CalAster’s streamlining of emergency call analysis provides value for victims who get help faster, and emergency call centers which have lower operational costs. This dual argument will appeal to the decision makers, often local politicians, who are focused on improving the quality of life of their constituents whilst maintaining a tight budget.
- Organizations (B2B)
CalAster is currently funded by its founders. The software only approach and the fact that the founders do not receive any salary means little capital is needed to deploy an MVP. The team will still apply for grants in the upcoming months in order to recruit new team members to develop the tech stack faster, and cover legal fees associated with the data partnerships which the company will sign with call centers as part of the initial development phase.
Once the proof of concept has been established and CalAster has been used in call centers, the company will look into raising investment capital to further fund growth, both in the US and in Europe. Hiring of sales people will be critical given the fragmented nature of the emergency response ecosystem.
Long term, CalAster’s revenue will be derived from emergency call centers subscriptions. Counties using CalAster will pay a monthly fee which will be a function of the call center size and the number of calls coming in daily. In addition, an initial setup transaction fee will be charged to install the system in the call centers and provide training to the call operators.

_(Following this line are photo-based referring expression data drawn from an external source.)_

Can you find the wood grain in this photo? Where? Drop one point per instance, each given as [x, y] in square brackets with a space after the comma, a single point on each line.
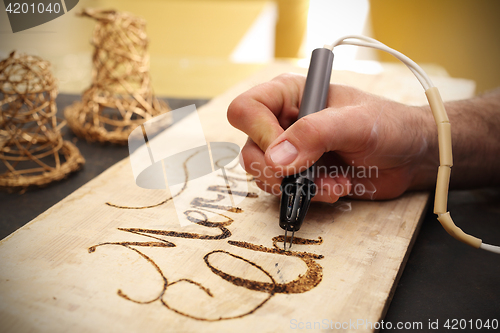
[85, 265]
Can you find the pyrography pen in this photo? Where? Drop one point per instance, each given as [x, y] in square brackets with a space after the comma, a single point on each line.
[298, 190]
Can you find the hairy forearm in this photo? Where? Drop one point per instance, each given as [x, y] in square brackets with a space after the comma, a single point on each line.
[475, 127]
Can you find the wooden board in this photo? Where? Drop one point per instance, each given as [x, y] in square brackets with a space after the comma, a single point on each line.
[89, 264]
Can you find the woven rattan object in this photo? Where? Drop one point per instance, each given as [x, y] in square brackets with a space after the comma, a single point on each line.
[120, 97]
[32, 151]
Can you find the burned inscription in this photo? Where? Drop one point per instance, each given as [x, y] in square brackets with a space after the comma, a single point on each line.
[301, 284]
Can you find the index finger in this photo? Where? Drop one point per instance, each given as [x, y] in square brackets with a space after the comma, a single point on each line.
[264, 111]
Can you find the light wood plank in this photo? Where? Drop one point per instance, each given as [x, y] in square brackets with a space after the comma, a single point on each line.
[51, 282]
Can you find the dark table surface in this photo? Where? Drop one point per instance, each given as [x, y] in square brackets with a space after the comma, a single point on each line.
[443, 278]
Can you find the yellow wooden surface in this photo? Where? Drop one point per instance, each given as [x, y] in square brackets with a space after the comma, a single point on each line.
[460, 35]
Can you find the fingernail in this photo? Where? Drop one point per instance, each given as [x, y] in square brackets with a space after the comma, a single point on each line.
[283, 154]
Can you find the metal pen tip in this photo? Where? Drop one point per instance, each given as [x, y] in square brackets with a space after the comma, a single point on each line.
[291, 240]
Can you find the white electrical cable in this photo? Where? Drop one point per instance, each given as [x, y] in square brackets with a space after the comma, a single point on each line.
[427, 84]
[491, 248]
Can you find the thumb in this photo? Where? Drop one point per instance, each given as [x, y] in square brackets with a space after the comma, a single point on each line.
[303, 143]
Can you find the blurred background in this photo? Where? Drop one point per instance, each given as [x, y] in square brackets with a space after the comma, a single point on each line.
[199, 48]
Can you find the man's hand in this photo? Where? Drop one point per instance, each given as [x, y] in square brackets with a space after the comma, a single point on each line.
[370, 147]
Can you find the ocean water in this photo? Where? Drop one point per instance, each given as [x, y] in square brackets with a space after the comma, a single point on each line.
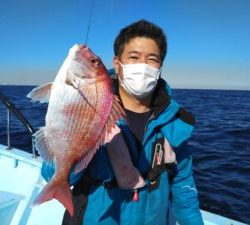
[220, 143]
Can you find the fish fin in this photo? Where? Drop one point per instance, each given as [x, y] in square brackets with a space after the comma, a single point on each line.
[116, 113]
[77, 87]
[42, 146]
[84, 161]
[41, 93]
[56, 190]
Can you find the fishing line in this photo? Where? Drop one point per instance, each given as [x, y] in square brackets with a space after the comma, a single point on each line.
[90, 20]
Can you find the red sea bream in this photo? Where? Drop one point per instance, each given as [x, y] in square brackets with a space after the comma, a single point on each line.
[82, 111]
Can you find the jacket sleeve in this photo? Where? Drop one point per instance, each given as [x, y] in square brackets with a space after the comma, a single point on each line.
[48, 171]
[184, 194]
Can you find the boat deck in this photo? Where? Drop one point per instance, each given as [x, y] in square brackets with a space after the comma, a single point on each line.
[21, 181]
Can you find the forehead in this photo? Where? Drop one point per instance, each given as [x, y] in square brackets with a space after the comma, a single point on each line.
[141, 45]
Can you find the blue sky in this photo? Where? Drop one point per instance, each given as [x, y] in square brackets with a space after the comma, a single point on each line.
[208, 40]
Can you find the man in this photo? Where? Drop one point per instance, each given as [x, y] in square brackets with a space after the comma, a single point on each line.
[156, 131]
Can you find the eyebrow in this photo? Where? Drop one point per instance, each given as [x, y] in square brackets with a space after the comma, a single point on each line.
[151, 54]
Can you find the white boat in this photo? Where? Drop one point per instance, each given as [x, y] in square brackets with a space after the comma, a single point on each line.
[21, 181]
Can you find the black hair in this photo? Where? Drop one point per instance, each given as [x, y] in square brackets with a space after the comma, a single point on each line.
[141, 28]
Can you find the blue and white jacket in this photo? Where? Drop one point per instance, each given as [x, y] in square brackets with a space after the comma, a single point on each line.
[115, 206]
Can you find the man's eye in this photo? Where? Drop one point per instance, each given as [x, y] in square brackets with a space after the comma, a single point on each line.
[133, 57]
[154, 59]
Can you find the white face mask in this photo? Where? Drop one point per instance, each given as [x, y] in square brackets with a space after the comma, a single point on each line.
[139, 79]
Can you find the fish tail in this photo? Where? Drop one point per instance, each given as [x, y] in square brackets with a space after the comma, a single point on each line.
[56, 190]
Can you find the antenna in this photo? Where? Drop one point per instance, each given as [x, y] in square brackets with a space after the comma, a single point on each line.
[90, 20]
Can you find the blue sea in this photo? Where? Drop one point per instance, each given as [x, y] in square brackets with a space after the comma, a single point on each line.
[220, 143]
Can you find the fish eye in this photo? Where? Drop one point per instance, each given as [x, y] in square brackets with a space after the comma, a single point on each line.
[93, 60]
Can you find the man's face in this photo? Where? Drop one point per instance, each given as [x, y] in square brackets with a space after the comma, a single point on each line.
[138, 50]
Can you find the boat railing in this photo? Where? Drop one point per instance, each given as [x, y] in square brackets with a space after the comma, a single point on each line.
[12, 109]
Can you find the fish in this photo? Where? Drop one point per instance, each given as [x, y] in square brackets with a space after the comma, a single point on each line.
[82, 111]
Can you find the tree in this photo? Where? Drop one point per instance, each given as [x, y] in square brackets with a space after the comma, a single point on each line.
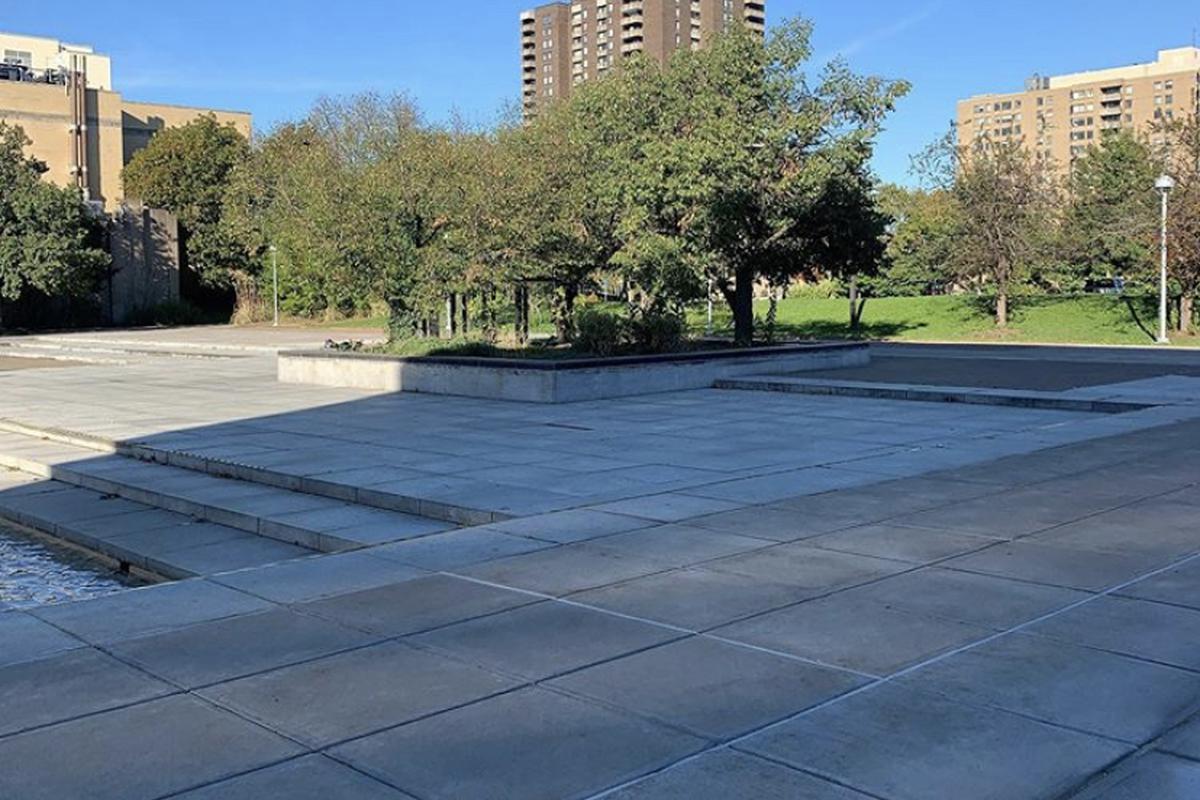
[921, 240]
[49, 240]
[187, 170]
[1182, 160]
[1109, 227]
[573, 191]
[1007, 208]
[741, 155]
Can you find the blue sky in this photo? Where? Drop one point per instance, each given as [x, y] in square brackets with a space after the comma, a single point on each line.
[255, 56]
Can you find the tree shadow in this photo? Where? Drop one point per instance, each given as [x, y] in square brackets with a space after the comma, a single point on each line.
[822, 329]
[1132, 305]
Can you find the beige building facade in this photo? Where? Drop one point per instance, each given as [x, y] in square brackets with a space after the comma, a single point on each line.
[565, 43]
[61, 95]
[1060, 118]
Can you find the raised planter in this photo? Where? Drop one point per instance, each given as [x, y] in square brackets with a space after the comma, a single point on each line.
[534, 380]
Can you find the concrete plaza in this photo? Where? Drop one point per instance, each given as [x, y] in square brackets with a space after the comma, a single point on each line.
[711, 594]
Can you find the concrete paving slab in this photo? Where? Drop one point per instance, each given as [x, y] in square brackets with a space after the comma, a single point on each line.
[1176, 585]
[528, 745]
[189, 741]
[219, 651]
[565, 570]
[457, 548]
[814, 569]
[726, 774]
[511, 642]
[238, 553]
[363, 524]
[1077, 687]
[355, 693]
[1025, 511]
[773, 488]
[159, 533]
[574, 525]
[1156, 775]
[904, 745]
[28, 638]
[1145, 630]
[709, 689]
[415, 606]
[142, 612]
[1174, 534]
[669, 506]
[1185, 740]
[984, 600]
[312, 578]
[777, 524]
[853, 633]
[901, 542]
[678, 545]
[1062, 566]
[37, 693]
[312, 777]
[694, 599]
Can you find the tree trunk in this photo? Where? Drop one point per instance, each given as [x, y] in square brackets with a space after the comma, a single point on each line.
[743, 307]
[564, 312]
[522, 326]
[487, 314]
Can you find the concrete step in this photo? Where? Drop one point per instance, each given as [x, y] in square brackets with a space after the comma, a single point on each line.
[309, 521]
[969, 395]
[99, 353]
[165, 543]
[275, 477]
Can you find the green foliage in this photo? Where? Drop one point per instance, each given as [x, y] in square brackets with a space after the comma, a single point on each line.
[1113, 220]
[51, 242]
[921, 241]
[649, 331]
[598, 332]
[1089, 319]
[738, 167]
[189, 170]
[823, 289]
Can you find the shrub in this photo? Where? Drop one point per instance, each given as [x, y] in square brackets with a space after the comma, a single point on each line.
[598, 332]
[653, 331]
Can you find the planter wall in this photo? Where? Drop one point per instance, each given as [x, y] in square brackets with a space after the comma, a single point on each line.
[558, 382]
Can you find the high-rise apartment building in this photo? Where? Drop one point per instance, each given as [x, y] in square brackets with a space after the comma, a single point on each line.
[61, 95]
[1059, 118]
[565, 43]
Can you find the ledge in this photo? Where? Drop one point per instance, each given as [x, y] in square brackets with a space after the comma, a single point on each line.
[539, 380]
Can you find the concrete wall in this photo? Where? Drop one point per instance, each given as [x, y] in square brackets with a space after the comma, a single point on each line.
[535, 383]
[114, 131]
[145, 262]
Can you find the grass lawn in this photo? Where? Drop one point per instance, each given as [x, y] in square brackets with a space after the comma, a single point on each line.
[1091, 319]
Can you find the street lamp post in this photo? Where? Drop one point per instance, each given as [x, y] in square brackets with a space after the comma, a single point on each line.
[1164, 185]
[275, 282]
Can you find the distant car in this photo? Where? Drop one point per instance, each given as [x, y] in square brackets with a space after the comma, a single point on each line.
[13, 72]
[1105, 286]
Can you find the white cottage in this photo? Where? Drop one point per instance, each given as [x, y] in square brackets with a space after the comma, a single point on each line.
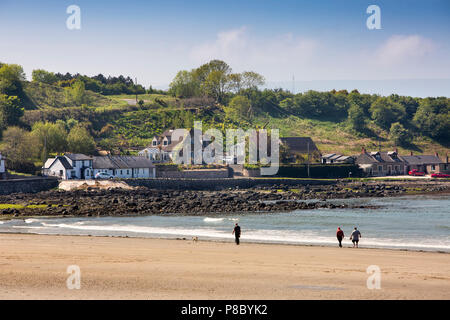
[80, 166]
[125, 166]
[58, 167]
[2, 167]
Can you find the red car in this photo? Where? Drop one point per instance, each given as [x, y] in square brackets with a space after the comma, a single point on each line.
[440, 175]
[414, 172]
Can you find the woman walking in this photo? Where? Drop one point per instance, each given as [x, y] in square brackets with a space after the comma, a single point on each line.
[340, 236]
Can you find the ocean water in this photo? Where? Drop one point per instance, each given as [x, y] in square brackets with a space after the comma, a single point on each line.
[411, 222]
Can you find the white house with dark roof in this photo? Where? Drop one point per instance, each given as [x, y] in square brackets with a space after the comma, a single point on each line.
[80, 166]
[333, 158]
[59, 167]
[124, 166]
[2, 167]
[379, 163]
[426, 163]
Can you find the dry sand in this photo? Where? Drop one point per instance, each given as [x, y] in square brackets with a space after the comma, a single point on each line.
[34, 267]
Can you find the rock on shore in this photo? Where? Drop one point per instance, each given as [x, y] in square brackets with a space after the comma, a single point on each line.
[93, 201]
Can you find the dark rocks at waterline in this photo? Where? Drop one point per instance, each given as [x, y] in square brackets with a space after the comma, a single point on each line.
[144, 201]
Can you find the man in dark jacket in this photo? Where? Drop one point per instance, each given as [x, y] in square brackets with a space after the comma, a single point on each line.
[237, 233]
[340, 236]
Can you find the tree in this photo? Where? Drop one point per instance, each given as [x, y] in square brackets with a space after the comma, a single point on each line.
[80, 141]
[11, 77]
[385, 112]
[399, 135]
[252, 79]
[10, 110]
[184, 85]
[52, 137]
[215, 85]
[18, 145]
[213, 78]
[76, 94]
[356, 117]
[433, 118]
[43, 76]
[236, 84]
[242, 106]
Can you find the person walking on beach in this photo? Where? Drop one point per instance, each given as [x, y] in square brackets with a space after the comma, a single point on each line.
[355, 237]
[340, 236]
[237, 233]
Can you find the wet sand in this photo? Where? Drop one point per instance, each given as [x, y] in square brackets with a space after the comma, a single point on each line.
[35, 267]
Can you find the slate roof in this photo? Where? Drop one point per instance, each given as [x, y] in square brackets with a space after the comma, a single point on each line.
[299, 144]
[121, 162]
[422, 159]
[78, 156]
[63, 161]
[378, 157]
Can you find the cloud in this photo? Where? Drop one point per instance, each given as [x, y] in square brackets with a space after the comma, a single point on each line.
[277, 55]
[404, 49]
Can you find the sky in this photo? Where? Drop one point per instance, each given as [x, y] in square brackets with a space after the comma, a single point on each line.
[322, 44]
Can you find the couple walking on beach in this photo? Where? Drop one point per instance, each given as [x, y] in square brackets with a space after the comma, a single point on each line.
[354, 237]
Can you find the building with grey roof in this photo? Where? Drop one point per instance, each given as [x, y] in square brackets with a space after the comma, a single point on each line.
[426, 163]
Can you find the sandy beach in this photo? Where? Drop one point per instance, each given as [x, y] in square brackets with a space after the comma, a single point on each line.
[35, 267]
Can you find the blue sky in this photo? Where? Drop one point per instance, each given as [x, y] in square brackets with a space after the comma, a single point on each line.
[322, 42]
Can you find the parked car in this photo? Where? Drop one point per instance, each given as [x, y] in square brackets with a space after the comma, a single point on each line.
[103, 175]
[414, 172]
[440, 175]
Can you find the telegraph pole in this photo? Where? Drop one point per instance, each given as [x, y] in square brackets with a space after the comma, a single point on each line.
[308, 159]
[135, 87]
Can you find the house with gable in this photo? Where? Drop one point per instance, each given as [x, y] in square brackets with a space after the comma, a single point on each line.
[379, 163]
[2, 167]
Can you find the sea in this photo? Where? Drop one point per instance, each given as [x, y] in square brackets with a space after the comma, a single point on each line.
[419, 222]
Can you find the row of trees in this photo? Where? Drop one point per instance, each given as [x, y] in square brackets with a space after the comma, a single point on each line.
[23, 148]
[214, 79]
[98, 83]
[11, 89]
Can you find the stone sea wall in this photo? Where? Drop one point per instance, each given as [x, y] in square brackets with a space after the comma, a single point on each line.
[27, 185]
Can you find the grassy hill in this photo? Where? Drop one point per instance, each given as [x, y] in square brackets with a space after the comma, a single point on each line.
[132, 126]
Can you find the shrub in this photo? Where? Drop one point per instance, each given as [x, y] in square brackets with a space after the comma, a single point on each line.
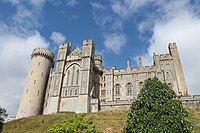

CalAster is developing well and, thanks to a growing network in the emergency response field, has access to some valuable mentorship. But applying to solve is an amazing opportunity for CalAster for three reasons:
Mentorship: being assigned a formal mentor that is knowledge and well-connected in the 911 space would allow us to save significant time in network development and speed up the implementation of CalAster’s first pilots, which will be crucial for the development of the rest of the project. As was mentioned earlier in the application, the 911 space is tight and credibility matters immensely. Without a name, one has low chances of long-term survival in a space that is desperately needing a fresh wave of new technologies.
Publicity: Solve’s platform is an excellent way of reaching out to a network larger than we possibly could have done ourselves, while making the public more familiar with our technology. What matters to us is helping the community, and the more people start to understand how PSAPs can be improved the better. PSAP call operators are at the forefront of any emergency and they often do not get all the credit they deserve.
Funding: while we have been able to bootstrap the venture thus far, expenses quickly pile up. Being financially supported would allow us to cover legal fees, hire new members, continue working on the tech stack and travel to public events to pitch our solution and increase our reach.
- Product/service distribution
- Funding and revenue model
- Board members or advisors
- Marketing, media, and exposure
At this stage, CalAster is looking for partnerships in the US with three types of partners:
Mentors or advisors familiar with the emergency response industry. Their guidance, help, and network will be invaluable.
Public Safety Answering Points: key partnerships to get access to real-world data and improve the technology
Computer-Aided Dispatch Software Organizations: key partnerships to provide a platform that will allow for a seamless integration of our solution into PSAPs for pilot tests.